Cinque ore con Ronconi
per rompere il silenzio
Alle 17,30 il
"Candelaio" di Giordano Bruno riapre il vecchio teatro dopo
trentasette anni
MARIO DI CARO
L'incantesimo del teatro Bellini si rompe alle 17,30 quando Luca Ronconi darà
il via alla maratona del "Candelaio". Trentasette anni di cenere e
silenzio, seguiti all'incendio del '64, si dissolveranno lungo cinque ore di
spettacolo, in una lunga tirata che impegnerà lo spettatore fino a mezzanotte.
La prima parte, infatti, termina alle 20, dopo due ore e mezza filate; congruo
intervallo fino alle 21,30 per tirare il fiato e poi di nuovo in scena per altre
due ore e mezza circa. Quasi un risarcimento con gli interessi di questi
trentasette anni di buio. Insomma, da oggi il Bellini entra a far parte del club
dei teatri recuperati, se non nello splendore quanto meno nella fruizione,
assieme al Massimo, al Garibaldi, al Finocchiaro e al Santa Cecilia, gli altri
moschettieri dell'ex città proibita.
IL TEATRO. La data di nascita è 1726, col nome di teatro Santa Lucia, quella di
«morte» 1964, quando il Bellini, sotto la direzione di Franco Parenti, si
proponeva alla città come un laboratorio di esperienze. Dalla storia del
Bellini saltano fuori due chicche: la direzione artistica affidata a Donizetti,
nel 1825, e il debutto, nel 1854, del "Birraio di Preston", l'opera
che ispirò l'omonimo romanzo di Camilleri. La storia più recente, quella che
comincia dopo l'incendio e dopo l'apertura della pizzeria nell'ex foyer del
teatro, parla di varie serate simboliche, l'ultima delle quali è quella che nel
dicembre scorso vide proprio Luca Ronconi protagonista come lettore dei versi di
Dante, sorta di viatico per il debutto di oggi.

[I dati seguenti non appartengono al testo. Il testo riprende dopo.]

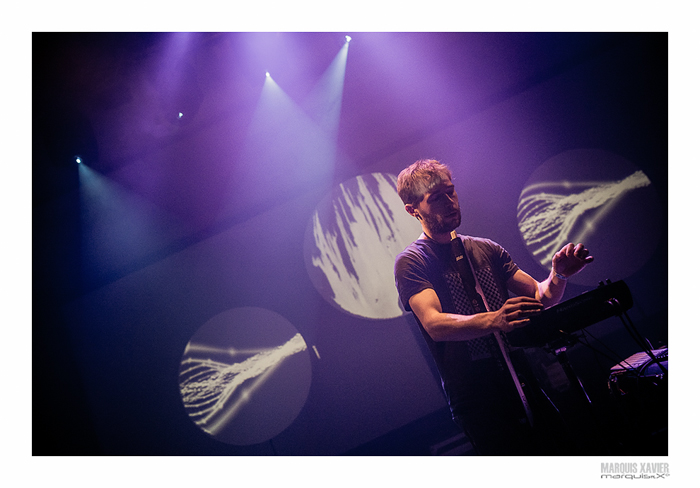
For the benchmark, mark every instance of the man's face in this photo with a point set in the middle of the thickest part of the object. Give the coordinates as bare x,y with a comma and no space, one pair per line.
440,210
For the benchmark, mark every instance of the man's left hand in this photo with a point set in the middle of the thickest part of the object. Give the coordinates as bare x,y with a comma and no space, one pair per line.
571,259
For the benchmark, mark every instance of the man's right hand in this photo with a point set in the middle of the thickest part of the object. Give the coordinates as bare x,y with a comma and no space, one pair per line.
516,312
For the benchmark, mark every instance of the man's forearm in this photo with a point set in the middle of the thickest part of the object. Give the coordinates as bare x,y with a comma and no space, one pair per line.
551,290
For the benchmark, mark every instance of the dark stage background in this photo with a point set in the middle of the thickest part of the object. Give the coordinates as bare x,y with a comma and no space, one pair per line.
242,251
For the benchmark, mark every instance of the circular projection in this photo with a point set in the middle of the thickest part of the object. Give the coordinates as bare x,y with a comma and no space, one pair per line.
352,241
595,197
245,375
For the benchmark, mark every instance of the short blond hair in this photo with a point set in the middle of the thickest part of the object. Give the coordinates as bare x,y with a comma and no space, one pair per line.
419,178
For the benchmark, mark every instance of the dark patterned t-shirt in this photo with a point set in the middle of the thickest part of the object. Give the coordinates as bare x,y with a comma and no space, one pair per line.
428,264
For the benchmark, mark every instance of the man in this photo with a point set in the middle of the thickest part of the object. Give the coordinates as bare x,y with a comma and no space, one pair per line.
486,397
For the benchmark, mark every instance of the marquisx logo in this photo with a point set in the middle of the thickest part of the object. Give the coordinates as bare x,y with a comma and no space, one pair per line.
633,471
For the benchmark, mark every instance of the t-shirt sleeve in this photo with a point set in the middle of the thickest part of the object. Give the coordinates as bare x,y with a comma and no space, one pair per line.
411,277
503,263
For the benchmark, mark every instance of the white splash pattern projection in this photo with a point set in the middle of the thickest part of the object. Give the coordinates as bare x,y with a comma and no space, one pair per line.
547,221
213,391
357,244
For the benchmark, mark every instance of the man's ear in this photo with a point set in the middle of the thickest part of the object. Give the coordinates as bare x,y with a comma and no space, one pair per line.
412,211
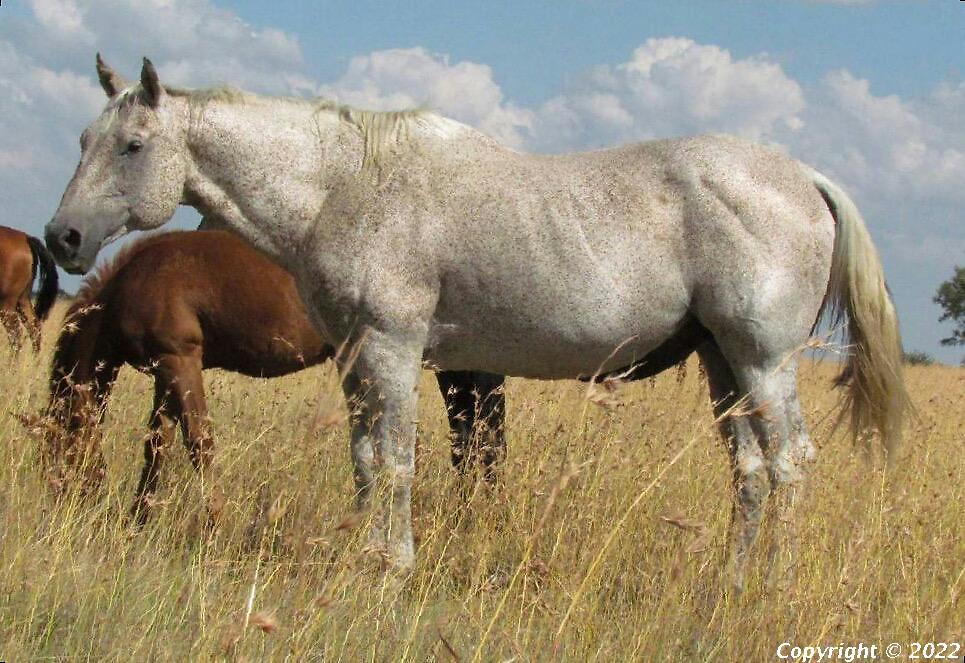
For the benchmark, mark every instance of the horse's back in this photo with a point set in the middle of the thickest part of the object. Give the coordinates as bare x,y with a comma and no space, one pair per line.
208,292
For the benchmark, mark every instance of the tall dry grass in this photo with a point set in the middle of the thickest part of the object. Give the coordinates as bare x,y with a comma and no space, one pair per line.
607,540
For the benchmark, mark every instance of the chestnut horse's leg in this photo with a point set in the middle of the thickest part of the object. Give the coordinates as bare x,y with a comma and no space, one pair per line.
29,319
191,411
8,315
162,425
476,406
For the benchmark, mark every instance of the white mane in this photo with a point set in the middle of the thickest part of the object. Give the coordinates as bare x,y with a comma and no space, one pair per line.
380,130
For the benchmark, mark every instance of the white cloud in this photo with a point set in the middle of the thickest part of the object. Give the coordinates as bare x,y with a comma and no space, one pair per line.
671,86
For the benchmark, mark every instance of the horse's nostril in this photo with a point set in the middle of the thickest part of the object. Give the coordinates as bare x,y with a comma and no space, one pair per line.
71,238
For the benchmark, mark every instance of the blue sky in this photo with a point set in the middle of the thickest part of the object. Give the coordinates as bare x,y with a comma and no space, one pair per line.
535,47
870,92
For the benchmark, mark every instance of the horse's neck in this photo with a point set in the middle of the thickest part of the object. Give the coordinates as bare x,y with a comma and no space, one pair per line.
263,169
76,357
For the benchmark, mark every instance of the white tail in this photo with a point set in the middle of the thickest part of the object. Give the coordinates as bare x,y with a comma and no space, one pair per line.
857,292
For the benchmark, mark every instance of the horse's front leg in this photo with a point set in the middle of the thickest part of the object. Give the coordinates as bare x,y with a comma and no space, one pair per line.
384,380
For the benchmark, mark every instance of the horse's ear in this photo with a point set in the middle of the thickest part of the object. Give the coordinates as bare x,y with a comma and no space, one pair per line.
111,81
153,92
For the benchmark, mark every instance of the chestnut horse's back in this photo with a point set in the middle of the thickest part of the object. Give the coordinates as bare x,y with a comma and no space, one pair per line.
209,292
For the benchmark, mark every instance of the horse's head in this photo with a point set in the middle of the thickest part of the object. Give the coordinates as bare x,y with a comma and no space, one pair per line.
131,173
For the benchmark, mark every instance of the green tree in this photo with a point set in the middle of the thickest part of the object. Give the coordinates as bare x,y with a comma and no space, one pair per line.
951,297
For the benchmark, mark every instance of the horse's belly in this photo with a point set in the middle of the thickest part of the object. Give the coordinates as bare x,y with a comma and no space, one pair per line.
550,351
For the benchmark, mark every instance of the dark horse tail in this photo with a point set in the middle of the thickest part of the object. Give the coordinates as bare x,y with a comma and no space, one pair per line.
44,263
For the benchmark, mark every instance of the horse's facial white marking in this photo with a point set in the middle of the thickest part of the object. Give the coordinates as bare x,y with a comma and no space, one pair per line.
130,177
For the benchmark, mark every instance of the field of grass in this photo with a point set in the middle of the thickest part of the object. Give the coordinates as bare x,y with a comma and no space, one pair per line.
607,539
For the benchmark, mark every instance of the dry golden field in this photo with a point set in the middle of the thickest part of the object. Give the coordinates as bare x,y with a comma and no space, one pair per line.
606,541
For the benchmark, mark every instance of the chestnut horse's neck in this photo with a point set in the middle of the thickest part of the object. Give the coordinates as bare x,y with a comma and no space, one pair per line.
82,368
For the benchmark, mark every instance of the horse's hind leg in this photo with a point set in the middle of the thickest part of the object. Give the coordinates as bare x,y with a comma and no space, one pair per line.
161,424
775,415
751,483
30,321
11,323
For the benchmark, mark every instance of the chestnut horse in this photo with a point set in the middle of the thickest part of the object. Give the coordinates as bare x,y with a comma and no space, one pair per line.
21,258
174,304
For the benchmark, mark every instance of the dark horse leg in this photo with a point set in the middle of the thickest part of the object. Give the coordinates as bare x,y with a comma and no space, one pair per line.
476,406
25,309
11,321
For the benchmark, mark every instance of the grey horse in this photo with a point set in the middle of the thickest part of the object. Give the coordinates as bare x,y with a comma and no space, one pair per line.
420,241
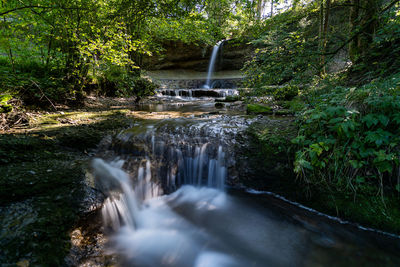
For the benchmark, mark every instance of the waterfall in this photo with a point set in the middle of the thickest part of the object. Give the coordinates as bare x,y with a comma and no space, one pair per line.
212,64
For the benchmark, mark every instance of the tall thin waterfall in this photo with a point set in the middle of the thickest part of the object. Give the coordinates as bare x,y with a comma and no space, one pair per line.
211,66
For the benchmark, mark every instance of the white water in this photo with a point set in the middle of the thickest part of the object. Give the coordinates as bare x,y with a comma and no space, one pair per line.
211,66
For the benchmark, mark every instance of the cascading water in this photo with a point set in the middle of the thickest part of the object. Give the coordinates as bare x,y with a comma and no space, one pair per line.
211,66
166,203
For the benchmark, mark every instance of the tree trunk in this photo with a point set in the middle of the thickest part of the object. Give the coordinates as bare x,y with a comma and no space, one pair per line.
363,15
354,22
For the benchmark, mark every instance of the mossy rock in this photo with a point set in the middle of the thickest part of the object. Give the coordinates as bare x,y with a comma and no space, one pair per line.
258,109
283,112
219,105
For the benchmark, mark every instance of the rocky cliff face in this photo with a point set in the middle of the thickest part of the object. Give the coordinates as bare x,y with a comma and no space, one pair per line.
178,55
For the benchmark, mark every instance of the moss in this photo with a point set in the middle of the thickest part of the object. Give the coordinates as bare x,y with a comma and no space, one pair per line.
219,105
258,109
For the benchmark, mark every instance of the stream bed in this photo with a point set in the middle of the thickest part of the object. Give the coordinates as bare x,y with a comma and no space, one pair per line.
172,198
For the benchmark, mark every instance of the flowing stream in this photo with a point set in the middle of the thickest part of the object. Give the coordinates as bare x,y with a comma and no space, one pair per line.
212,65
167,203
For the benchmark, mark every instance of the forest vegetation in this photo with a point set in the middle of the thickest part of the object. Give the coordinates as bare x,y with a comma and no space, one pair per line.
334,64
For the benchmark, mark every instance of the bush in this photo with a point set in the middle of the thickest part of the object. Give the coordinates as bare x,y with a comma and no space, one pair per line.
118,81
4,106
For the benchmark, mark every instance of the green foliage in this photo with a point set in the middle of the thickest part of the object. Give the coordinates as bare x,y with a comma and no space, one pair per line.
118,81
381,59
351,139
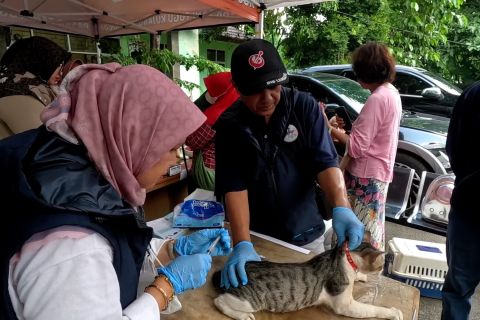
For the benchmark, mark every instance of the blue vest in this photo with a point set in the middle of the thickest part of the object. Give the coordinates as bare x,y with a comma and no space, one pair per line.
46,183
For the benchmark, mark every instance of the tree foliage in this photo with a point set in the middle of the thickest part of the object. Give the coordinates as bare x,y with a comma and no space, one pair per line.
439,35
164,60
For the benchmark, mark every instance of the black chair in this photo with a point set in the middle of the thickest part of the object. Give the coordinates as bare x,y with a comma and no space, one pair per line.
416,220
398,193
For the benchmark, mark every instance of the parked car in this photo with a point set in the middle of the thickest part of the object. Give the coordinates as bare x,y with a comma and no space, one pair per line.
420,90
422,137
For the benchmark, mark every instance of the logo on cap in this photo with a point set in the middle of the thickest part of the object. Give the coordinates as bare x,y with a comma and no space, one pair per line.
256,60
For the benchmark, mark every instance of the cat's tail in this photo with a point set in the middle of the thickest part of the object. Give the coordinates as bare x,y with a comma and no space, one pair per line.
216,281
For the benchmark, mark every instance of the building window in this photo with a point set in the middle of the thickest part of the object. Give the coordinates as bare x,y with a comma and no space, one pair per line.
217,56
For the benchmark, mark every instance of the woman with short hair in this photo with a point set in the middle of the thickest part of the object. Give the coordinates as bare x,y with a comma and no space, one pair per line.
372,143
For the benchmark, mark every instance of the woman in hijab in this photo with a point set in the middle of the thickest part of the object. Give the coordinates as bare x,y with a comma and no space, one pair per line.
221,94
75,238
32,66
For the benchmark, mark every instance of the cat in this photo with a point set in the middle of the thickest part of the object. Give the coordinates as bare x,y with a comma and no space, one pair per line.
326,279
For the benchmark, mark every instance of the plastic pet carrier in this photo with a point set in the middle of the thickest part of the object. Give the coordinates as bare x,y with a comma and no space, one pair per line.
418,263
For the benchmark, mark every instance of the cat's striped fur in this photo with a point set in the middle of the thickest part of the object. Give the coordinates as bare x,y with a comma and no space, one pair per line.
325,279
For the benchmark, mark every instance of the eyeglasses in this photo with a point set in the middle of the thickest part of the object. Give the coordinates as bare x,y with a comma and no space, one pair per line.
67,67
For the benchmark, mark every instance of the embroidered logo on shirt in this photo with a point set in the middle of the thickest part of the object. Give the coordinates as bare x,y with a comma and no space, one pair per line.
292,133
256,60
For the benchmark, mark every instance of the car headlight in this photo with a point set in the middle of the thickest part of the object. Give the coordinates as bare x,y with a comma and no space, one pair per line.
442,157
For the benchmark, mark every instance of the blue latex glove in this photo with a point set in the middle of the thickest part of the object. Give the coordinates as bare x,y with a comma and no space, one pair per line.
242,252
200,241
346,225
187,272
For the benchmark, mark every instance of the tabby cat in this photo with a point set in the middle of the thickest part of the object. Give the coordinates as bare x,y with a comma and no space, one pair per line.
326,279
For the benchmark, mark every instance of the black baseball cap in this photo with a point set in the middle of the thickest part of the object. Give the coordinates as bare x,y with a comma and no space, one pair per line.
256,65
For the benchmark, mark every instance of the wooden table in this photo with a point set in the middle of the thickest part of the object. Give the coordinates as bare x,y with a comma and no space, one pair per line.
379,290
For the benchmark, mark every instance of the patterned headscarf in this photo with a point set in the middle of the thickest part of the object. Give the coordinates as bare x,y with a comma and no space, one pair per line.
127,117
37,55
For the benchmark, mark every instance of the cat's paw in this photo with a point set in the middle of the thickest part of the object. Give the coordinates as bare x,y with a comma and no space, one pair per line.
395,314
249,316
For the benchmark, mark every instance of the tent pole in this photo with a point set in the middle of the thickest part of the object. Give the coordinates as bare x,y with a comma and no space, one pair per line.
259,33
99,52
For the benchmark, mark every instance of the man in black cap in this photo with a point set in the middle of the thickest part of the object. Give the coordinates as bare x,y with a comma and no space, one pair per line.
271,147
463,237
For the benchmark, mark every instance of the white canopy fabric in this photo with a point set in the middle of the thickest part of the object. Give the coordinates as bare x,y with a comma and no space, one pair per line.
103,18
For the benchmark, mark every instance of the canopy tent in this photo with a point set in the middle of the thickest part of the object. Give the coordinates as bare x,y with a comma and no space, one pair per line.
104,18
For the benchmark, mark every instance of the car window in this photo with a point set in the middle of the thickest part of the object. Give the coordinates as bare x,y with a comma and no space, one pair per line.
442,83
319,93
408,84
349,74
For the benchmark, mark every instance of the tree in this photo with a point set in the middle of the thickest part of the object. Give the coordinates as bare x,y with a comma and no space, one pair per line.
420,30
416,31
463,54
327,33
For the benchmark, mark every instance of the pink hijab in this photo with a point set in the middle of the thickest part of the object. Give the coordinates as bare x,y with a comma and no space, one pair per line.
127,117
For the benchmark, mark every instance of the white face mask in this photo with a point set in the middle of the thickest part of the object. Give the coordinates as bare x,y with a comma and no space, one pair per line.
55,88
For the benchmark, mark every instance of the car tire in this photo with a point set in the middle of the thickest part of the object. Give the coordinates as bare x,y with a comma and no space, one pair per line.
408,161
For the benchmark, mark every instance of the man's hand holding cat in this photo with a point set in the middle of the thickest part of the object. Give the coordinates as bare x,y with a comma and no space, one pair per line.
346,224
242,253
187,272
200,241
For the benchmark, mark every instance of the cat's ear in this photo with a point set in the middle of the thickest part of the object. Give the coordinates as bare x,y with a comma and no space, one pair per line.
367,236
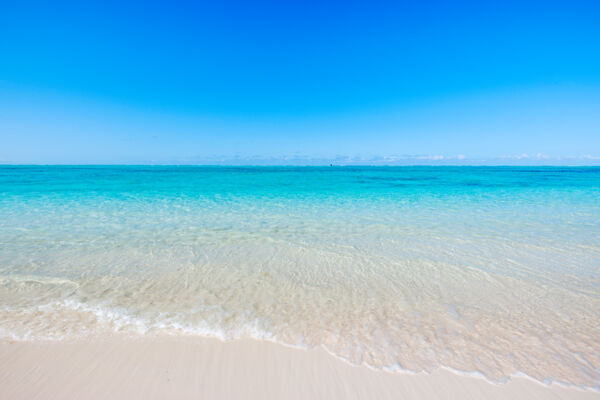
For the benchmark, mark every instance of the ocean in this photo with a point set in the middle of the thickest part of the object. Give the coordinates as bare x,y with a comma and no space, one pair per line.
491,270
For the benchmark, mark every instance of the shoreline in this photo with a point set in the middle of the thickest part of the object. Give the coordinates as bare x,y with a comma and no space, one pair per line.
176,367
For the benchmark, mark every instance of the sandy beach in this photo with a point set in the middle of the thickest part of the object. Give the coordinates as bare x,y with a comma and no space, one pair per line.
186,368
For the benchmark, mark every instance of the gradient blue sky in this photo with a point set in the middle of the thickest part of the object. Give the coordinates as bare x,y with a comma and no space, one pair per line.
300,82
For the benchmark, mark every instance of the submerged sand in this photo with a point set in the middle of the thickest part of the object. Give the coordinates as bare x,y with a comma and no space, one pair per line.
185,368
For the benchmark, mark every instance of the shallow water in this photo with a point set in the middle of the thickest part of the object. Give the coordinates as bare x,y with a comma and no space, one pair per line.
489,269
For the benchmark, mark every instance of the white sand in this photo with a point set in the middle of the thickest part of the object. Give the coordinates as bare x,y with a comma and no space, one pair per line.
210,369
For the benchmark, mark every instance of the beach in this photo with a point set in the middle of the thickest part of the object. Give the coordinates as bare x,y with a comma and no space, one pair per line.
187,368
487,271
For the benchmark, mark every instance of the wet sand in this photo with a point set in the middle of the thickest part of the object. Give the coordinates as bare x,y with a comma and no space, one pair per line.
186,368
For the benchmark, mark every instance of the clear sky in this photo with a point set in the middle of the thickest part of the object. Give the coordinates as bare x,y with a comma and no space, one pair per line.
300,82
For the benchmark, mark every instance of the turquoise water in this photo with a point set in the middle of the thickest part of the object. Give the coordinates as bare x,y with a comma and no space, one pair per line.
481,269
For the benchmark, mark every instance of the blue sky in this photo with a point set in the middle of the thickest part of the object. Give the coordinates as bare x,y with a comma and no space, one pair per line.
301,83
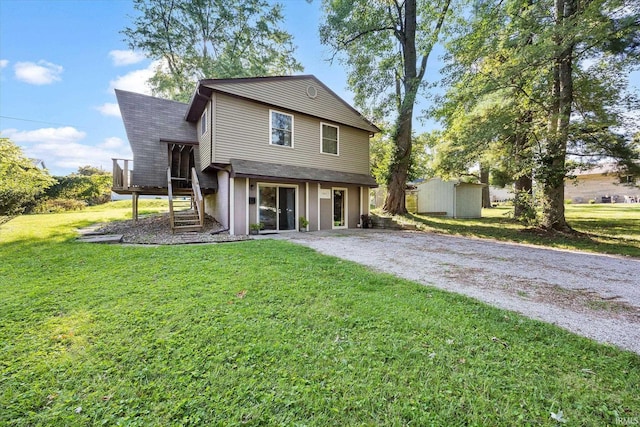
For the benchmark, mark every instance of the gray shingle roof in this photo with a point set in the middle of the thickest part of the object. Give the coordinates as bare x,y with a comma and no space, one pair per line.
150,122
251,169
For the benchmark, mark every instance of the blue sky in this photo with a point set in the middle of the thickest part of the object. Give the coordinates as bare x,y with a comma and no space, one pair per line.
60,61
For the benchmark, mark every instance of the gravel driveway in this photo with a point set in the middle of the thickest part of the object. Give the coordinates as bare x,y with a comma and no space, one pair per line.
597,296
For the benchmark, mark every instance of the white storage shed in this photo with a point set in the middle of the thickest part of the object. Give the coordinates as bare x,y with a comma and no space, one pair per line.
453,199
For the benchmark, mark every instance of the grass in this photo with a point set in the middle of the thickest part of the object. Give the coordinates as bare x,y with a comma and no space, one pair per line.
609,229
270,333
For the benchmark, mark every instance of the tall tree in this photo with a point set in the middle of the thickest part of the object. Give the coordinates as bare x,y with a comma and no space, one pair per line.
386,46
534,56
196,39
20,180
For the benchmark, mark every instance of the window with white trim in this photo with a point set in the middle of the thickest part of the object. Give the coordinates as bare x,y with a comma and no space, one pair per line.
281,129
203,123
329,139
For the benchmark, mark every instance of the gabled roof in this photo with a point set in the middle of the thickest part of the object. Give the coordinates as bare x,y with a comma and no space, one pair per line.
144,114
304,94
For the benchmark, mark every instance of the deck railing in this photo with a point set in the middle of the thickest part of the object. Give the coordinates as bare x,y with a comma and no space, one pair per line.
170,197
122,174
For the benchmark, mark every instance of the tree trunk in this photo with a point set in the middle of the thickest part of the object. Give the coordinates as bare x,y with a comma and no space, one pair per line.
523,190
556,151
484,179
395,201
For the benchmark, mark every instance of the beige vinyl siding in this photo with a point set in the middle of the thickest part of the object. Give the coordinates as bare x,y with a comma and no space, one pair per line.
242,132
204,140
292,94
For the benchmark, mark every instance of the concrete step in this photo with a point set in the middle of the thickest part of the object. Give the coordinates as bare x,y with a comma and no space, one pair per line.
101,238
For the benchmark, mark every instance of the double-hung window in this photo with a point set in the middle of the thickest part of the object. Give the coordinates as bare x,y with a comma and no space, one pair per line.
281,129
203,123
329,139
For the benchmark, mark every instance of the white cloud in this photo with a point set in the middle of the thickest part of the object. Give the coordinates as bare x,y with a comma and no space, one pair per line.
113,143
45,135
125,57
62,151
109,109
135,81
42,73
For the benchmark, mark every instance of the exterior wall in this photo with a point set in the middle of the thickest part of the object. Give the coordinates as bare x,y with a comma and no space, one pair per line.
353,202
326,209
593,187
242,131
293,93
436,195
217,205
313,207
204,154
468,201
353,206
241,202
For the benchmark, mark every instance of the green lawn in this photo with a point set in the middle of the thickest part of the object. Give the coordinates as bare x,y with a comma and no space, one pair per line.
269,333
608,228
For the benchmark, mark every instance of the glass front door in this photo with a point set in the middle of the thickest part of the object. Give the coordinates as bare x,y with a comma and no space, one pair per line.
339,208
277,207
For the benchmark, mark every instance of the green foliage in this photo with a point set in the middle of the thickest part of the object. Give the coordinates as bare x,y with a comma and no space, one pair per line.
386,48
199,39
89,185
59,205
533,88
270,333
381,155
21,182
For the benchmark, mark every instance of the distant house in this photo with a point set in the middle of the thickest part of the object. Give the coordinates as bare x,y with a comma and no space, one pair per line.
453,198
601,184
265,150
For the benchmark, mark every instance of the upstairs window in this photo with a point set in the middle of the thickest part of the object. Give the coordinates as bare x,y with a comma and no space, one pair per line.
329,143
203,123
281,129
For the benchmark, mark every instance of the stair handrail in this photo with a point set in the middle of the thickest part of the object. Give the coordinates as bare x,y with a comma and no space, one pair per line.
197,194
170,197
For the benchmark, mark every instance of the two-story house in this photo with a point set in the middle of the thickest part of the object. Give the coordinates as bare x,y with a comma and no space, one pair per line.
264,150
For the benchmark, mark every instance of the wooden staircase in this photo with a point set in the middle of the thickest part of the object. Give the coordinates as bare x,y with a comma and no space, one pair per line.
186,206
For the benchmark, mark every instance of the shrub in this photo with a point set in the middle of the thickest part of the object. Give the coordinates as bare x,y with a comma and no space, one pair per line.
60,205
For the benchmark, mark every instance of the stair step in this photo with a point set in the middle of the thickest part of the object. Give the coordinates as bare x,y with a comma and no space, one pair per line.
186,228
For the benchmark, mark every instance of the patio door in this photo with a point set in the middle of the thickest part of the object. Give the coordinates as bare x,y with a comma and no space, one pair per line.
277,207
339,197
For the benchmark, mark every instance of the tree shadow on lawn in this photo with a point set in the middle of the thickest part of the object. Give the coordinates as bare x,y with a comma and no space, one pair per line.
504,229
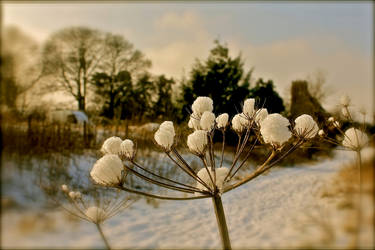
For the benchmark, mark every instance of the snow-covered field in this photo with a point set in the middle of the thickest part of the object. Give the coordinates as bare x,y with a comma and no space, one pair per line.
274,210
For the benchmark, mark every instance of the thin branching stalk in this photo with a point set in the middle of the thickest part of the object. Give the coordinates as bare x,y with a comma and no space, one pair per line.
222,149
162,184
163,178
102,235
221,222
163,197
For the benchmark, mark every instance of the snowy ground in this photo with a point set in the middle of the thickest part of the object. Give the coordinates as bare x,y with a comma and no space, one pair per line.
274,210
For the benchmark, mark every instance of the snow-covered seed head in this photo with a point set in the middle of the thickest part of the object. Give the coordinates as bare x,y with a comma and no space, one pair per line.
321,133
197,142
345,100
72,195
112,145
164,136
274,129
355,139
248,107
305,126
260,115
221,173
194,122
127,149
78,195
95,214
107,170
207,121
64,188
202,104
239,123
345,112
222,120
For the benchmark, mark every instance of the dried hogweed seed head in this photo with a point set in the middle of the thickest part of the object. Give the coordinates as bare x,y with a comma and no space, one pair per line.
261,114
202,104
112,145
306,126
345,111
222,120
64,188
107,170
354,139
345,100
274,129
239,123
207,121
248,107
164,136
321,133
78,195
72,195
197,142
95,214
194,122
127,148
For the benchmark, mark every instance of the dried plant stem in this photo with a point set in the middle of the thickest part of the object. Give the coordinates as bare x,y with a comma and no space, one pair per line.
221,223
222,149
102,235
359,208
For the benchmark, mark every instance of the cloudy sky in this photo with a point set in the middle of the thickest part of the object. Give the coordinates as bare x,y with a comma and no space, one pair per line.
283,41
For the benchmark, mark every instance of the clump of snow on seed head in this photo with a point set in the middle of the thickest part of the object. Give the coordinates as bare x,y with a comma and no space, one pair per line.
221,173
127,149
95,214
239,123
202,104
164,136
107,170
248,107
274,129
197,142
260,115
222,120
345,100
194,122
306,126
207,121
112,145
354,139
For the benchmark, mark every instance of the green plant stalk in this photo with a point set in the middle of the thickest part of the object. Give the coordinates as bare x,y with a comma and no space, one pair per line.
221,223
102,235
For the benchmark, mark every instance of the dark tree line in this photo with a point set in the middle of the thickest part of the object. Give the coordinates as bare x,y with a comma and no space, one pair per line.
105,70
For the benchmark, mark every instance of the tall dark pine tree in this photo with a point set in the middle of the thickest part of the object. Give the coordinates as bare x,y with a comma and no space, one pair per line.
220,77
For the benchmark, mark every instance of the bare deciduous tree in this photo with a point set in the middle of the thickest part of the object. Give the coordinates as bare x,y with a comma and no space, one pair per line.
72,55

LA SCENA. La sorpresa maggiore sarà la pedana in legno allestita nella platea
del teatro, che porterà gli attori sotto il naso degli spettatori, sistemati
nei due ordini di palchetti. «Una scenografia pensata appositamente per il
Bellini - conferma Ronconi - affinché il pubblico sia il più vicino possibile
agli attori. È una struttura impervia, adatta a chi vuole fare una cura
dimagrante». E così gli attori, sbucheranno fuori da un complesso sistema di
botole che continuamente espelle e inghiotte personaggi, in un continuo gioco di
apri e chiudi che si annuncia come una delle trovate più stuzzicanti dello
spettacolo.
LA TRAMA. La commedia di Giordano Bruno è un groviglio di personaggi che si
muove in una società falsa e corrotta, quella della Napoli cinquecentesca, un
coro di eruditi e mascalzoni che corre appresso a burle, amori e tradimenti. C'è
messer Bonifacio che è sposato con Carubina ma è innamorato di Vittoria, a sua
volta corteggiata dal pittore Bernardo; c'è Manfurio, goffo cultore di latino
maccheronico, c'è Bartolomeo, alchimista dilettante che trasforma i metalli in
oro, e c'è il mago Scaramurè, a cui si affida Bonifacio per conquistare la
cortigiana Vittoria. I tre protagonisti saranno vittime di un gruppo di
imbroglioni, puniti per la colpa di essere ridicoli, anomali o superati. Ma la
cifra principale dello spettacolo resta il linguaggio che Ronconi non esita a
definire «violento, vicino in molti casi al turpiloquio ma senza mai scadere
nella volgarità». «Spero che si abbia la stessa piacevole sorpresa del "Pasticciaccio"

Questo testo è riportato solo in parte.